A Abic expressou preocupação com a possibilidade de surgimento de novos produtos "fake" e já denunciou a situação ao Ministério da Agricultura e à Agência Nacional de Vigilância Sanitária (Anvisa), devido a questões de saúde e mercadológicas.
“É preciso ter autorização da Anvisa e comprovar a segurança alimentar”, afirmou Silva, ressaltando que a Abic já alertou o setor supermercadista sobre a inadequação desses produtos no mercado.
A Master Blends, por sua vez, afirma que possui a autorização da Anvisa para comercializar seu produto, e que não necessita do aval do Ministério da Agricultura.

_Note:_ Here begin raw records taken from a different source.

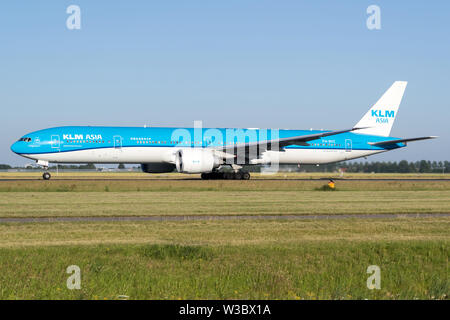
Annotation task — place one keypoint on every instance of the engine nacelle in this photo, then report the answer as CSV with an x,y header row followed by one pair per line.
x,y
157,167
195,161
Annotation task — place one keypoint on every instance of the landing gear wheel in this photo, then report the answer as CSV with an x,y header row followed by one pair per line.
x,y
228,175
205,176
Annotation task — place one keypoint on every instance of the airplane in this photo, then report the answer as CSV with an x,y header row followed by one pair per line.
x,y
209,150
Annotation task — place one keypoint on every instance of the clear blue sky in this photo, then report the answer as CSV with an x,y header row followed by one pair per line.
x,y
234,63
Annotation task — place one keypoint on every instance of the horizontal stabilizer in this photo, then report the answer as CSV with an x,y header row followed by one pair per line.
x,y
383,143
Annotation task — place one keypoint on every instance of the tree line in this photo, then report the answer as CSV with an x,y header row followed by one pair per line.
x,y
404,166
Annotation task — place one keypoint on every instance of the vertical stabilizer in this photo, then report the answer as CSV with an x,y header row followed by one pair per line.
x,y
380,118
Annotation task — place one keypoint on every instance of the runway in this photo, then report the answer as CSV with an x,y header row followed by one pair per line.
x,y
198,179
221,217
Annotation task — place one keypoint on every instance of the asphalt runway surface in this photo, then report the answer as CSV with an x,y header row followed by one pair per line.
x,y
199,179
224,217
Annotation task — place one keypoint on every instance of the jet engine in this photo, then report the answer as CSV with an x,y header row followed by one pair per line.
x,y
195,161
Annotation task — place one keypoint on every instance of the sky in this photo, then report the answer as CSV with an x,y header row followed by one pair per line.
x,y
235,63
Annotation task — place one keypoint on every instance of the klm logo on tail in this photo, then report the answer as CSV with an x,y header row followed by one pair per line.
x,y
382,117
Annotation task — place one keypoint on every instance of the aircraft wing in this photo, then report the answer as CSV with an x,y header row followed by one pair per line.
x,y
277,144
389,142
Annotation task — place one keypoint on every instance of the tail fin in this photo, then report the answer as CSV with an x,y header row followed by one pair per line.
x,y
380,118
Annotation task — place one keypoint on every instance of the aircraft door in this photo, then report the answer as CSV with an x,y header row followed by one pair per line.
x,y
117,142
348,145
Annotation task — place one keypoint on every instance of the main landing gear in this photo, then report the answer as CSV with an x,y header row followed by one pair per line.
x,y
216,175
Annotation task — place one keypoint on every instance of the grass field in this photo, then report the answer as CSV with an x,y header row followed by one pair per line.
x,y
225,259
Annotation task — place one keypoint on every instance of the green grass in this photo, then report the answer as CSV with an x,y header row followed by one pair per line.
x,y
316,270
224,259
268,259
66,204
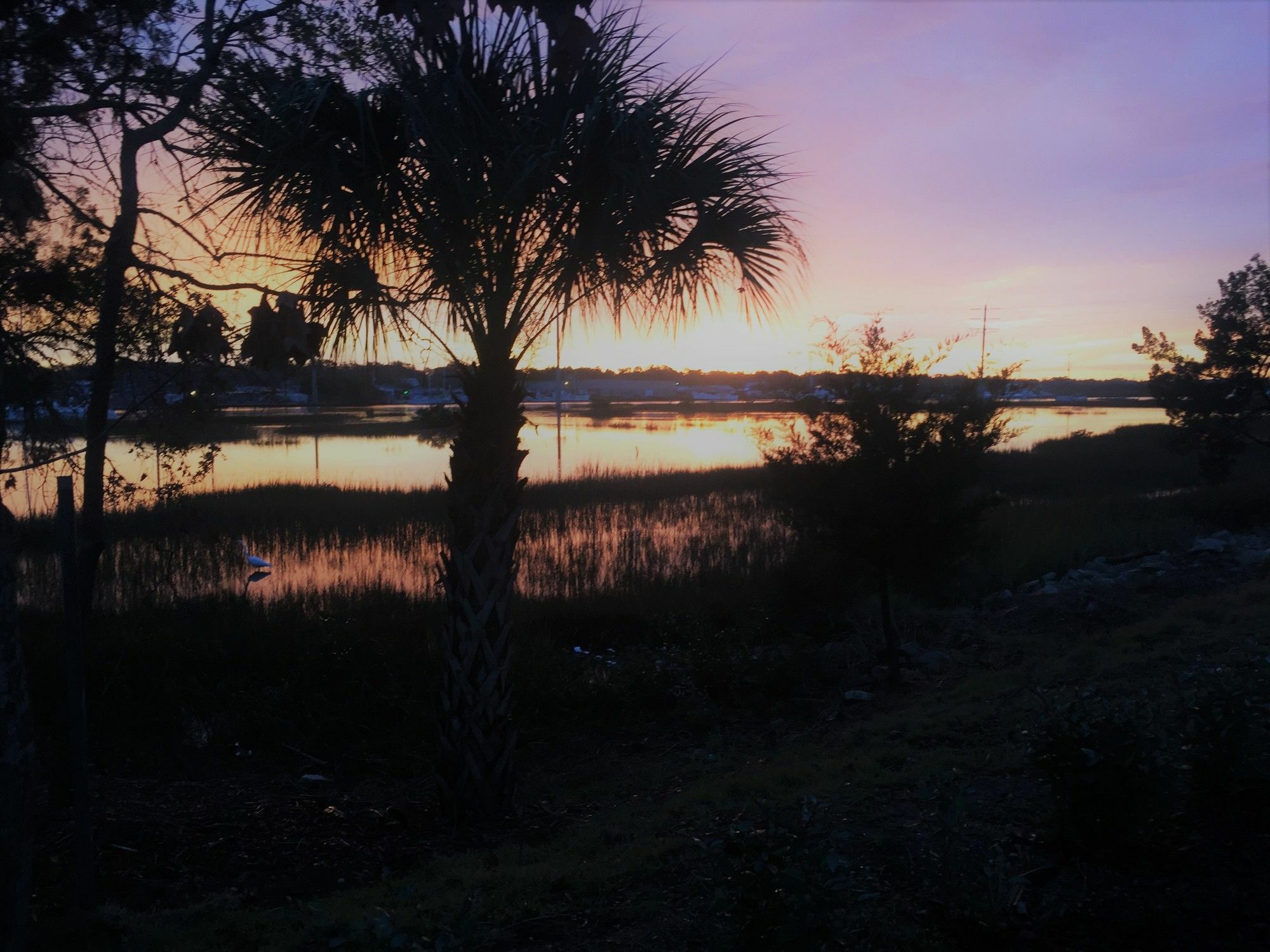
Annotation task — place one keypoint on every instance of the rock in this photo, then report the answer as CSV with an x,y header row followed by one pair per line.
x,y
1212,544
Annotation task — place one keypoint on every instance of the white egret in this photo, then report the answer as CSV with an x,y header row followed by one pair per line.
x,y
255,562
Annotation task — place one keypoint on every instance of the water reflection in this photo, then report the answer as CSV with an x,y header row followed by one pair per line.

De acordo com informações da coluna "Café na Prensa", publicada na sexta-feira pelo jornal Folha de S.Paulo, meio quilo do produto "sabor café" está sendo vendido em supermercados por 13,99 reais, um valor significativamente inferior à média do café tradicional, que gira em torno de 30 reais.
Essa não é a primeira vez que a Abic detecta a presença do "cafake" no mercado. No entanto, a entidade não registrava a venda de produtos com sabor de café desde 2022, conforme relatou um executivo da associação.
O dirigente da Abic também lembrou que a comercialização desses produtos contraria iniciativas da entidade, que anteriormente lançou um selo de pureza para evitar a venda de grãos moídos misturados com milho torrado, por exemplo.
“O Brasil mostrou que café não é tudo igual. Se não combatermos isso, as pessoas podem começar a consumir esse 'café' e afirmar que não gostam, o que pode levar à diminuição do consumo”, concluiu.